感想・2018年7月7日

      <情交と性交>


日本人よりも、たぶん西洋人のほうがずっと家族を大切にする。
一般的には、日本人は集団的で西洋人は個人的だとよくいわれるが、われわれには彼らほどの愛国心も公共心もない。
日本列島の愛国心なんか明治以来のたかだか150年の歴史だし、社会保障制度も彼らに比べればずいぶん遅れている。
人類史における「家」という建物は、女が子供を産んで育てる場としてはじまった。そのかたちはもう、日本列島も西洋も同じで氷河期明け間もなくのころだけれど、男がそこに入り込んで家族を形成するようになったのは、6〜7千年前のエジプト・メソポタミア文明が最初で、西洋もほどなくその影響を受けていった。
古代までツマドイ婚という乱婚の習俗が残っていた日本列島の家族の歴史は、せいぜい1500年くらいしかない。
日本列島の家族の歴史は浅い。

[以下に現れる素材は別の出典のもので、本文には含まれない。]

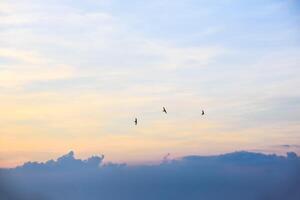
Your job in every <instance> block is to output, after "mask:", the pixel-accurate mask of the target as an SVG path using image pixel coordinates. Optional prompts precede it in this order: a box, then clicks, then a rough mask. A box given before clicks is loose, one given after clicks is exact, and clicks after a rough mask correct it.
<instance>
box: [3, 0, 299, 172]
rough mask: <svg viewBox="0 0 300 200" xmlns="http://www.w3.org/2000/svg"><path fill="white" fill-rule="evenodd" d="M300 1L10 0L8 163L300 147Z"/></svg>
mask: <svg viewBox="0 0 300 200" xmlns="http://www.w3.org/2000/svg"><path fill="white" fill-rule="evenodd" d="M299 9H300V4H299V2H298V1H296V0H284V1H283V0H266V1H260V0H251V1H250V0H249V1H248V0H247V1H238V0H218V1H217V0H212V1H209V0H200V1H198V0H187V1H179V0H172V1H171V0H152V1H137V0H129V1H120V0H85V1H83V0H73V1H71V0H53V1H42V0H26V1H25V0H2V1H1V2H0V102H1V103H0V146H1V148H0V167H14V166H17V165H20V164H22V163H23V162H25V161H28V160H31V161H34V160H36V161H46V160H49V159H50V158H52V157H58V156H59V155H62V154H63V153H65V152H68V151H70V150H74V151H75V152H76V153H77V154H78V157H79V158H83V157H86V156H87V155H90V154H105V156H106V158H105V161H112V162H126V163H129V164H137V163H153V162H158V161H160V160H161V159H162V158H163V157H164V156H165V155H167V154H168V153H170V157H172V158H177V157H182V156H184V155H190V154H201V155H211V154H219V153H225V152H229V151H235V150H248V151H257V152H268V153H278V154H284V153H285V152H286V151H295V152H296V153H300V148H299V145H300V123H299V121H300V90H299V86H300V79H299V77H300V67H299V66H300V27H299V24H300V12H299ZM163 106H165V107H166V108H167V111H168V114H167V115H165V114H164V113H162V107H163ZM202 109H204V110H205V113H206V114H205V115H204V116H201V110H202ZM135 117H137V118H138V120H139V124H138V126H134V118H135Z"/></svg>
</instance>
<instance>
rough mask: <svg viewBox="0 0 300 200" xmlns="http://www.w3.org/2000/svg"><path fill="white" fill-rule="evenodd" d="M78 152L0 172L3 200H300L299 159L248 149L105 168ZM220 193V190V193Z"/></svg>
mask: <svg viewBox="0 0 300 200" xmlns="http://www.w3.org/2000/svg"><path fill="white" fill-rule="evenodd" d="M103 159H105V157H104V156H103V155H102V156H92V157H89V158H84V159H78V158H76V157H75V153H74V152H73V151H70V152H69V153H67V154H65V155H63V156H60V157H59V158H57V159H54V160H53V159H51V160H49V161H47V162H42V163H38V162H27V163H25V164H24V165H22V166H19V167H17V168H13V169H0V197H1V199H13V200H64V199H73V200H84V199H90V200H97V199H100V198H101V199H105V200H120V199H122V200H134V199H145V200H153V199H157V200H163V199H174V200H182V199H191V200H194V199H195V200H196V199H207V200H218V199H224V198H225V199H232V200H239V199H245V200H253V199H255V200H265V199H273V200H281V199H287V200H298V199H299V197H300V191H299V183H300V170H299V169H300V157H298V156H297V154H295V153H293V152H289V153H287V155H285V156H278V155H266V154H261V153H251V152H246V151H241V152H233V153H227V154H223V155H215V156H196V155H193V156H185V157H182V158H180V159H176V160H174V159H165V160H164V161H162V162H161V163H159V164H156V165H134V166H127V165H124V164H118V163H109V164H103ZM216 191H218V192H216Z"/></svg>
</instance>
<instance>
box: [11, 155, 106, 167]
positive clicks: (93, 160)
mask: <svg viewBox="0 0 300 200" xmlns="http://www.w3.org/2000/svg"><path fill="white" fill-rule="evenodd" d="M103 159H104V155H102V156H100V157H99V156H92V157H90V158H88V159H86V160H80V159H76V158H74V152H73V151H70V152H69V153H68V154H66V155H63V156H61V157H59V158H58V159H57V160H56V161H54V160H49V161H47V162H45V163H38V162H26V163H25V164H24V165H23V166H21V167H17V168H16V170H32V171H34V170H45V171H49V170H50V171H51V170H58V171H61V170H62V171H64V170H67V171H70V170H79V169H83V170H86V169H97V168H98V167H99V166H100V164H101V162H102V160H103Z"/></svg>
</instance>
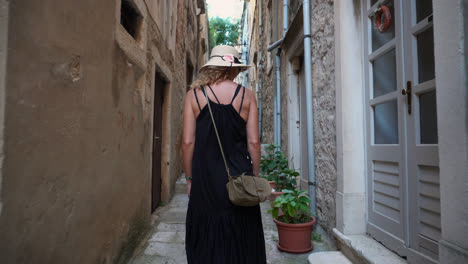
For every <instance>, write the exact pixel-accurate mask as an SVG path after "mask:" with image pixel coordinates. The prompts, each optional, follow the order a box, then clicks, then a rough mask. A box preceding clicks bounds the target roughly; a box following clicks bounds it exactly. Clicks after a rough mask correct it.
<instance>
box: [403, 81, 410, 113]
mask: <svg viewBox="0 0 468 264" xmlns="http://www.w3.org/2000/svg"><path fill="white" fill-rule="evenodd" d="M401 94H402V95H406V100H407V102H408V115H411V108H412V106H411V81H407V82H406V89H403V90H401Z"/></svg>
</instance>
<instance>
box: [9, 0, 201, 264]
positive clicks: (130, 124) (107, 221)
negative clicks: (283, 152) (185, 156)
mask: <svg viewBox="0 0 468 264" xmlns="http://www.w3.org/2000/svg"><path fill="white" fill-rule="evenodd" d="M120 2H121V1H120V0H103V1H93V0H83V1H73V0H63V1H60V2H59V3H57V1H51V0H44V1H32V0H29V1H13V2H10V6H9V18H10V19H9V25H8V47H9V49H8V61H7V67H6V75H7V83H6V94H7V97H6V104H5V108H6V115H5V140H4V142H5V160H4V164H3V168H2V174H3V183H2V186H1V187H2V190H1V192H0V194H1V196H2V198H1V199H2V200H1V201H2V203H3V210H2V212H1V215H0V237H1V238H2V239H0V263H126V262H127V260H128V259H129V258H130V257H131V256H132V254H133V251H134V249H135V248H136V247H137V246H138V244H139V243H140V241H141V239H142V238H143V237H144V236H145V235H146V232H147V230H148V228H149V222H150V215H151V208H150V206H151V179H152V175H151V171H152V142H153V139H152V129H153V103H154V100H153V96H154V79H155V72H156V71H157V72H158V73H160V74H161V75H162V76H163V77H164V78H165V79H166V82H167V83H168V84H167V87H165V88H164V102H163V118H162V119H163V120H162V122H163V146H162V185H163V186H162V193H161V198H162V201H168V200H169V199H170V197H171V195H172V193H173V191H174V182H175V180H176V178H177V177H178V176H179V175H180V172H181V169H182V164H181V160H182V159H181V153H180V137H181V128H182V107H183V105H181V104H180V100H181V98H183V96H184V95H185V91H186V89H185V83H186V80H185V78H186V74H185V61H186V60H185V58H186V56H190V57H191V58H192V61H194V60H195V59H194V58H196V57H200V58H204V56H203V55H200V54H199V52H200V51H199V49H198V47H199V42H198V41H193V40H199V39H201V38H199V37H198V36H197V35H196V34H198V30H197V29H195V30H193V29H189V28H188V27H187V18H186V16H191V19H192V21H196V25H195V26H194V27H195V28H197V27H198V23H199V21H200V20H199V19H198V18H193V16H194V14H195V12H194V11H193V12H191V13H187V12H186V11H184V10H186V9H188V6H189V5H190V8H191V10H196V3H197V1H195V0H180V1H178V2H177V3H169V2H173V1H169V2H168V1H166V4H167V5H168V6H170V8H169V9H170V10H168V12H167V13H168V14H174V15H172V16H171V15H169V16H168V18H166V19H167V20H165V21H174V23H173V24H171V23H170V22H167V23H163V24H164V26H162V27H161V28H160V27H159V26H158V24H157V22H156V21H154V20H153V17H152V16H151V15H150V10H149V9H148V7H150V6H151V5H149V4H148V3H151V4H153V8H155V9H156V10H159V9H158V5H159V4H161V2H160V1H157V2H156V3H155V1H149V0H148V1H144V0H135V1H134V2H135V5H136V6H137V8H138V10H139V11H140V12H141V13H142V16H143V17H144V21H143V23H142V25H141V31H140V36H139V37H138V39H137V40H135V39H133V38H132V37H131V36H130V35H129V34H128V33H127V32H126V31H125V29H124V28H123V27H122V26H121V25H120ZM159 8H161V6H159ZM90 10H91V11H90ZM38 21H40V22H38ZM175 22H177V36H176V29H175V27H176V23H175ZM172 26H173V27H174V29H173V30H172V29H171V27H172ZM204 26H205V27H206V24H205V25H204ZM165 27H168V28H165ZM171 32H173V33H171ZM176 37H177V45H178V46H177V47H175V46H172V47H171V46H170V45H169V44H170V43H171V42H172V43H175V42H176V40H175V39H176ZM185 37H188V38H189V39H190V40H192V42H187V41H184V39H185ZM171 38H173V40H171ZM180 43H182V44H180ZM200 63H203V62H200ZM195 67H197V65H195ZM195 70H196V69H195Z"/></svg>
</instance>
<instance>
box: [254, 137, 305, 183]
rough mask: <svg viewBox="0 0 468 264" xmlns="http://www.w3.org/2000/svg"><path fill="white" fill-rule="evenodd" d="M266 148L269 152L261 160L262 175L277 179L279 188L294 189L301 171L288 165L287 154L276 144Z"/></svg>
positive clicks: (273, 180) (266, 151)
mask: <svg viewBox="0 0 468 264" xmlns="http://www.w3.org/2000/svg"><path fill="white" fill-rule="evenodd" d="M265 150H266V153H267V154H266V155H263V156H262V159H261V161H260V172H261V176H262V177H264V178H266V179H267V180H269V181H275V184H276V189H277V190H282V189H288V190H292V189H294V188H295V187H296V177H297V176H299V173H298V172H297V171H295V170H293V169H290V168H289V167H288V159H287V158H286V155H284V153H283V152H281V151H280V150H279V146H278V145H275V144H270V145H268V146H267V147H266V148H265Z"/></svg>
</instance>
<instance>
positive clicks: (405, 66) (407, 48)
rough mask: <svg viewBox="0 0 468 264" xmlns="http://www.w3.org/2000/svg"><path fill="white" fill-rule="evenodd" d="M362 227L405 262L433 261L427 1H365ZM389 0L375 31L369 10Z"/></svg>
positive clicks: (435, 114)
mask: <svg viewBox="0 0 468 264" xmlns="http://www.w3.org/2000/svg"><path fill="white" fill-rule="evenodd" d="M364 3H365V4H364V5H363V8H364V9H363V12H366V14H367V20H366V21H365V23H364V25H365V27H364V28H365V38H364V39H365V41H364V42H365V47H364V50H365V51H366V52H365V54H364V55H365V59H366V63H365V73H366V102H367V105H366V107H367V117H366V123H367V129H366V130H367V162H368V173H367V174H368V182H367V183H368V212H369V213H368V232H369V234H370V235H371V236H373V237H374V238H376V239H377V240H379V241H381V242H382V243H383V244H384V245H385V246H387V247H389V248H390V249H392V250H394V251H396V252H397V253H398V254H400V255H402V256H407V257H408V261H409V262H410V263H435V262H436V260H437V259H438V242H437V241H438V240H439V239H440V200H439V199H440V198H439V197H440V195H439V159H438V145H437V144H438V136H437V109H436V97H435V89H436V87H435V78H436V77H435V70H434V69H435V67H434V65H435V62H434V38H433V29H432V28H433V26H432V1H426V0H369V1H364ZM382 5H385V6H386V7H389V8H390V11H391V17H392V22H391V26H390V28H389V29H388V30H387V31H386V32H378V30H377V28H376V26H375V17H374V15H375V13H376V10H378V9H379V7H380V6H382Z"/></svg>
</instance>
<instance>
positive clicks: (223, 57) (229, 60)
mask: <svg viewBox="0 0 468 264" xmlns="http://www.w3.org/2000/svg"><path fill="white" fill-rule="evenodd" d="M223 60H224V61H227V62H230V63H234V56H232V55H224V56H223Z"/></svg>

「家制度」にこだわる、といっても、家系とか血のつながりなどに対する意識はわりと適当で、よくいえば融通無碍、家族の中身よりも「家」というかたちがあればそれでよい、というようなところがある。
万引き家族』だって、そういうわりといいかげんなかたちの大家族制度の伝統の上に成り立っている、ともいえる。
戦後の核家族化によって「家族」のかたちが固定化されて融通の利かないものとして意識されるようになってしまったが、もともと「家族なんて血がつながっていようといまいとたいして問題ではない」という伝統なのではないでしょうか。
だから、日本列島の女の貞操観念は薄い。彼女らには、「種族維持の本能」なんかない。セックスなんか、気が向けば「やらせてあげる」というだけのこと、家族だって細やかに心が向き合っていれば、血のつながりなんかたいして問題ではない。
日本人は、この鬱陶しい世間からの避難場所としての「家」を大切にしてきたが、血のつながった「家族」にこだわってきたわけではない。
家族という血のつながりにいいかげんな伝統だからこそ、日本列島の娼婦は「情交」をしてくれてただの「性交」では済まさない、という側面だってあるわけです。たとえば、「男の着ているものを脱がせてちゃんとたたんでしまう」という世話は、今どきフーゾクの世界にしか残っていないともいえる。